It’s the midnight showing of the newest hit movie. People are lined up outside the theater waiting to get in. Suppose you’re asked to find the center of the line. How would you do this?
There are a couple of different ways to go about solving this problem. In the end you would have to figure out how many people were in the line, and then take half of that number. If the total number is even, then the center of the line would be between two people. If the total number is odd, then the center would be a single person.
You may ask, "What does finding the center of a line have to do with statistics?" This idea of finding the center is exactly what is used when calculating the median of a set of data.
What Is the Median?
The median is one of the three primary ways to find the average of statistical data. It is harder to calculate than the mode, but not as labor intensive as calculating the mean.

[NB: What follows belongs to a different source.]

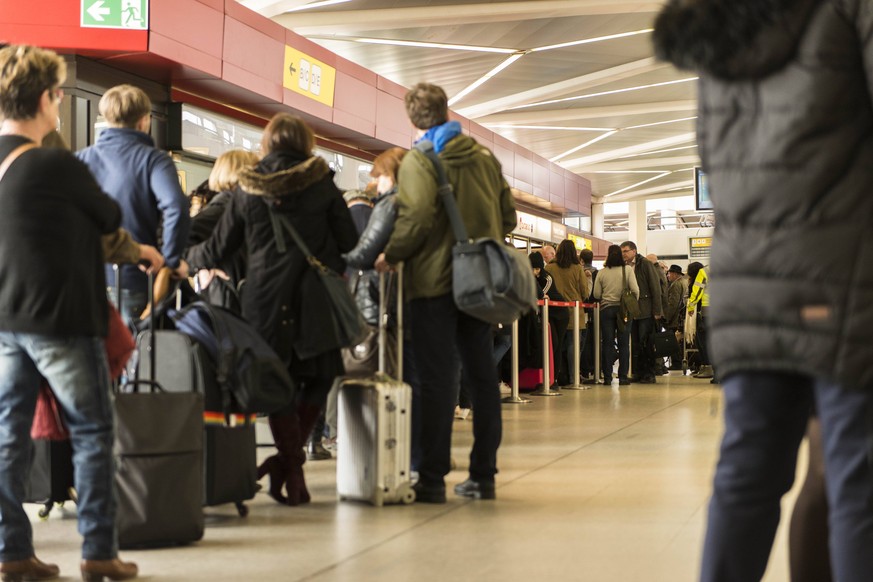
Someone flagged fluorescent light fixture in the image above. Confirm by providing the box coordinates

It is the center in much the same way as finding the center of a line of people. After listing the data values in ascending order, the median is the data value with the same number of data values above it and below it.
Case One: An Odd Number of Values
Eleven batteries are tested to see how long they last. Their lifetimes, in hours, are given by 10, 99, 100, 103, 103, 105, 110, 111, 115, 130, 131. What is the median lifetime? Since there is an odd number of data values, this corresponds to a line with an odd number of people. The center will be the middle value.

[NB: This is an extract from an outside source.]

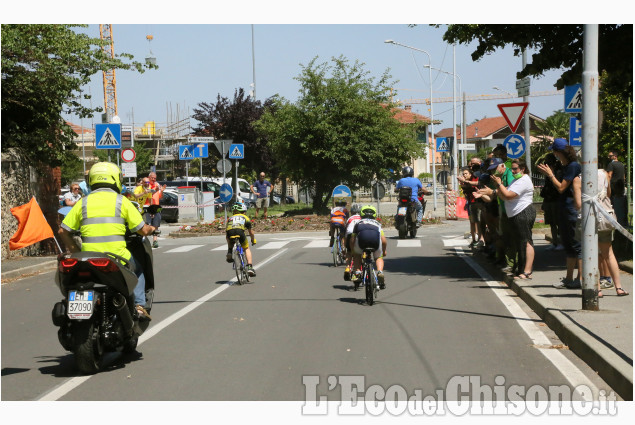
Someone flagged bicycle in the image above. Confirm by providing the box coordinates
[331,227,346,267]
[231,236,253,285]
[355,248,379,305]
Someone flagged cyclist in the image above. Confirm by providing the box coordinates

There are eleven data values, so the sixth one is in the center. Therefore median battery life is the sixth value in this list, or 105 hours. Note that the median is one of the data values.
Case Two: An Even Number of Values
Twenty cats are weighed. Their weights, in pounds, are given by 4, 5, 5, 5, 6, 6, 6, 7, 7, 7, 8, 8, 9, 10, 10, 10, 11, 12, 12, 13. What is the median feline weight? Since there is an even number of data values, this corresponds to the line with an even number of people. The center is between the two middle values.
In this case the center is between the tenth and eleventh data values. To find the median we calculate the mean of these two values, and obtain (7+8)/2 = 7.5. Here the median is not one of the data values.
Any Other Cases?
The only two possibilities are to have an even or odd number of data values. So the above two examples are the only possible ways to calculate the median. Either the median will be the middle value, or the median will be the mean of the two middle values. Typically data sets are much larger than the ones that we looked at above, but the process of finding the median is the same as these two examples.
The Effect of Outliers
The mean and mode are highly sensitive to outliers. What this means is that the presence of an outlier will dramatically affect both of these measures of the center. One advantage of the median is that it is not influenced as much by an outlier.
To see this, consider the data set 3, 4, 5, 5, 6. The mean is (3+4+5+5+6)/5 = 4.6, and the median is 5. Now keep the same data set, but add the value 100: 3, 4, 5, 5, 6, 100. Clearly 100 is an outlier, as it is much greater than all of the other values. The mean of the new set is now (3+4+5+5+6+100)/6 = 20.5. However, the median of the new set is 5. Although the
Application of the Median
Due to what we have seen above, the median is the preferred measure of average when the data contains outliers. When incomes are reported, a typical approach is to report the median income. This is done because the mean income is skewed by a small number of people with very high incomes (think Bill Gates and Oprah).